In the interest of full disclosure, I should admit at the outset that I don’t have any basis for comparing anything to fraternity hazing. I wasn’t in a fraternity, so any impression of what pledges go through to join is pieced together from mediocre movies and a few observations of others during college, plus a few hints from friends who were in one. Perhaps it’s a really lovely experience, full of heartfelt chats over soothing cups of chamomile tea. However, as far as I can tell, it’s a lousy, unpleasant ordeal, meant to instill some kind of loyalty to the institution inflicting the punishment for those who make it through.
I remembered a similarly unpleasant loyalty-building exercise of my own when listening to a report about new rules for residents at Maine Medical Center the other day. The change came in response to new guidelines from the Accreditation Council for Graduate Medical Education, which governs how residencies are run.
Shifts of 24 hours, with a further six hours tagged on for followup work, were not uncommon for first-year residents to endure–until now. New rules drawn up by the Accreditation Council for Graduate Medical Education have just come into effect nearly halving the maximum number of hours that medical residents in their first year can work in one shift.
Like previous years, they’ll still be working up to 80 hours a week, but no shift can be longer than 16 hours. The aim is to cut down on the number of medical errors made due to fatigue and sleep deprivation. Dr. Tom Gearan is the residency program director for internal medicine at Maine Med.
“What they’ve done is really look at changing the paradigm of residency education, where traditionally the first year of residency has been among the toughest year,” Gearan says. “So we have our least-experienced residents sometimes working the longest hours. And the ACGME really felt that the first-year residents really should be more structured and supervised when they come out of medical school, and then over the years of training that they gradually increase their hours.”
My residency was relatively benign, as far as sleep deprivation went. We had a night-float system, with one team covering the day shift and another covering nights for a week at a time. We had occasional long (24-hour+) shifts, but they were infrequent. Even so, I remember being so tired after long shifts or a particularly arduous week of nights that it felt like I was walking through pudding as I made my way home. I was well-aware that other residencies (whether for other specialties within my own hospital, or at other institutions) were much worse, and was grateful enough that mine didn’t inflict more suffering.

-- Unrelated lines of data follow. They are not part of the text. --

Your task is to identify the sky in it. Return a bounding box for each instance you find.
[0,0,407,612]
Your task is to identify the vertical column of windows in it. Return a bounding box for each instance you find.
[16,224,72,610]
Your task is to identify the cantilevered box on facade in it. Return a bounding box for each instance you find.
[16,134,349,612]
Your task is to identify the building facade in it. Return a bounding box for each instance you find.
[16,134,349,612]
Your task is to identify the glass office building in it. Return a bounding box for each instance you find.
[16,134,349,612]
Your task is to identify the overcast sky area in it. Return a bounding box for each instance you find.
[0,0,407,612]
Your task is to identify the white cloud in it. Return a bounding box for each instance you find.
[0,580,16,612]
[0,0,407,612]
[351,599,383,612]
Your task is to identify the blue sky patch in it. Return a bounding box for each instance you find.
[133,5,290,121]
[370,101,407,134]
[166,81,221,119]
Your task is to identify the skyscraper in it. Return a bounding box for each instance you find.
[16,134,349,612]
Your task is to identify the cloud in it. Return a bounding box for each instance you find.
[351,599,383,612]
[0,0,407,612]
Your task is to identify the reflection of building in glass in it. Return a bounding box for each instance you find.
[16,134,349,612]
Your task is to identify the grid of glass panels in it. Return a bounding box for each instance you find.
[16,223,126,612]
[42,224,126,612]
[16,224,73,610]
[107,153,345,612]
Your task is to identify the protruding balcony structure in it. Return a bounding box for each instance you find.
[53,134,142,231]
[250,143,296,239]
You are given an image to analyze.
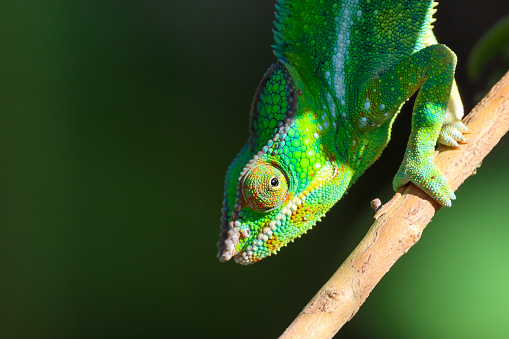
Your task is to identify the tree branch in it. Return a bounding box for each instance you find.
[280,72,509,339]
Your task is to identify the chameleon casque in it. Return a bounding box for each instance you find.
[218,0,468,264]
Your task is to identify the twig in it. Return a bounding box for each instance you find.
[280,72,509,339]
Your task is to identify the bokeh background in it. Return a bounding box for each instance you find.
[0,0,509,338]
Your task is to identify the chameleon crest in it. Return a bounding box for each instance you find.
[218,0,468,264]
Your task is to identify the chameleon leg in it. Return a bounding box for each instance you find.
[381,44,463,206]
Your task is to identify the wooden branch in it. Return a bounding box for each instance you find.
[280,72,509,339]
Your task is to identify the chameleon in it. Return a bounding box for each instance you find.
[217,0,469,264]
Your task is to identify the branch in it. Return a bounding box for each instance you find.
[280,72,509,339]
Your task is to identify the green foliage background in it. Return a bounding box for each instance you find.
[0,0,509,338]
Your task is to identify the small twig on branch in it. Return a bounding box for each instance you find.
[280,69,509,339]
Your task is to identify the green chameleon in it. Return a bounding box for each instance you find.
[218,0,468,264]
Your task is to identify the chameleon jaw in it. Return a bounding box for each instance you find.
[218,193,306,265]
[218,164,339,265]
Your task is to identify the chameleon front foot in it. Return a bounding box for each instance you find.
[393,157,456,207]
[438,117,470,148]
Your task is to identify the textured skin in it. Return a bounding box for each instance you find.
[218,0,468,264]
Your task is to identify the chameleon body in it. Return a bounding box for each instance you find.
[218,0,468,264]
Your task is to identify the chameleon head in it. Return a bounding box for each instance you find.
[218,63,345,264]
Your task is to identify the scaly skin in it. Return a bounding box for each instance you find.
[218,0,468,264]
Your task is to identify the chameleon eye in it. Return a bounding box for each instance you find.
[270,177,279,188]
[242,163,288,211]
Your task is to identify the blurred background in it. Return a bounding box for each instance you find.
[0,0,509,338]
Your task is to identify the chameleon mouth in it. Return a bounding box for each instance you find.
[218,164,339,265]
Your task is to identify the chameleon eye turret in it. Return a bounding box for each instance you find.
[218,0,468,264]
[242,163,288,212]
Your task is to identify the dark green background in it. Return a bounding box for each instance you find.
[0,0,509,338]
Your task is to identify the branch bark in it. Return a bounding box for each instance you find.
[280,72,509,339]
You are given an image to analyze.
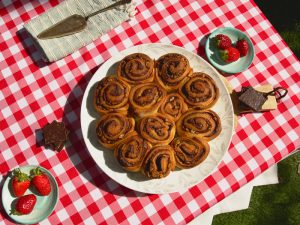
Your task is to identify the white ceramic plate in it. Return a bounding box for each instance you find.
[80,43,233,194]
[2,165,59,224]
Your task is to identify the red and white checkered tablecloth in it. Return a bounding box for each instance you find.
[0,0,300,224]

I’m not quite sure what I was meant to learn during those long, poorly-supervised stretches that couldn’t have been taught in a less draining manner. The real reason for the slog that is residency is two-fold. First of all, hospitals need to have physicians present at all times to deliver patient care, and residents are an inexpensive way to keeping the place staffed. This is a legitimate need, and meeting it does require longer hours than attending physicians are usually expected to put in. I’m much more iffy on the second reason, which is to instill an attitude summarized by the following exchange:
While he can see the sense in the new rules, Dr. Parker is nevertheless glad to have earned his spurs under old system. “Following in the footsteps of some of the older physicians who’ve actually done these long hours, you know I think there’s a certain pride in doing what these older physicians have done, even though the hours were very hard and challenging.”
Tom Porter: “Like a badge of honor?”
Ryan Parker: “Exactly.
In other words, hazing. Get the snot beaten out of yourself for a few years, and at the end you’re a real doctor.

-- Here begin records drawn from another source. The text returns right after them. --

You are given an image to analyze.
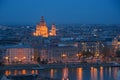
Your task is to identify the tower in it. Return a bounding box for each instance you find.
[49,24,56,36]
[34,16,48,37]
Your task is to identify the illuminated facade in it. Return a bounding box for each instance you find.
[33,16,56,37]
[49,24,56,36]
[34,16,48,37]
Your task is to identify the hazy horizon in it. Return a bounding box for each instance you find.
[0,0,120,25]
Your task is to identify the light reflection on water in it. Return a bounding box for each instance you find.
[4,66,120,80]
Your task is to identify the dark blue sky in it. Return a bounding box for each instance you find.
[0,0,120,25]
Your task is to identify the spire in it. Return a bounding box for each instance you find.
[40,16,45,22]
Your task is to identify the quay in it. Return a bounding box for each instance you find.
[0,64,44,70]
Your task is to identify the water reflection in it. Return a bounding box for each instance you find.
[4,66,120,80]
[91,67,98,80]
[62,67,69,80]
[76,68,83,80]
[100,66,103,80]
[4,69,38,76]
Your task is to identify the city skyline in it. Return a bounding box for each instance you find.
[0,0,120,25]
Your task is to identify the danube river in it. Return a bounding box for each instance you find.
[4,67,120,80]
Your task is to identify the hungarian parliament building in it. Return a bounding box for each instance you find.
[33,16,56,37]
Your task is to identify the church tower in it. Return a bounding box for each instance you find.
[34,16,48,37]
[49,24,56,36]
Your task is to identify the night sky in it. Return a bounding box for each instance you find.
[0,0,120,25]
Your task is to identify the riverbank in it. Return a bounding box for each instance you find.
[0,63,120,70]
[0,64,44,70]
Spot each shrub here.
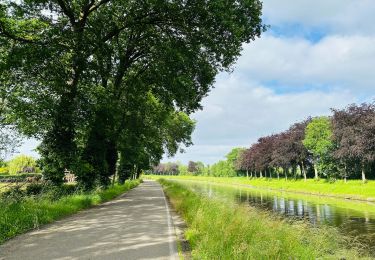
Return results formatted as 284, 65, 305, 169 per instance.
0, 167, 9, 175
8, 155, 36, 175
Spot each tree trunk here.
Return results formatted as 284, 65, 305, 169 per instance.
300, 161, 307, 181
314, 162, 319, 180
362, 162, 366, 183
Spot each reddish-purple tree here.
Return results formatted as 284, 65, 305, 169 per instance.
332, 104, 375, 182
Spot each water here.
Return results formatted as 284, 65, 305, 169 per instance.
174, 180, 375, 250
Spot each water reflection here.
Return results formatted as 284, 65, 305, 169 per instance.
179, 181, 375, 249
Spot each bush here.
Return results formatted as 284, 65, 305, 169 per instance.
8, 155, 36, 175
0, 173, 43, 183
0, 185, 26, 203
0, 167, 9, 175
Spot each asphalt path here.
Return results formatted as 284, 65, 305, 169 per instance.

To which my reply is an obscene gesture that doesn’t translate well into blog form. Suffice it to say that jeopardizing patient safety by giving bleary-eyed residents charge over complex medical decisions is a craptacular way of fostering some rarefied notion of true doctor-hood. You learn to be a doctor by being a doctor, not by achieving some feat of strength. You can’t “learn” how to function on too little rest, you can just endure it.
Every physician has to have a first day on the job. Whether those first days are particularly dangerous for patients is an open question, it seems. But first-year residents are going to be stressed enough by the demands of all that they will be expected to learn and do without expecting them to do it and learn it on insufficient sleep. “I had to make it through” is a poor rationale for continuing a dangerous practice for those that come after us.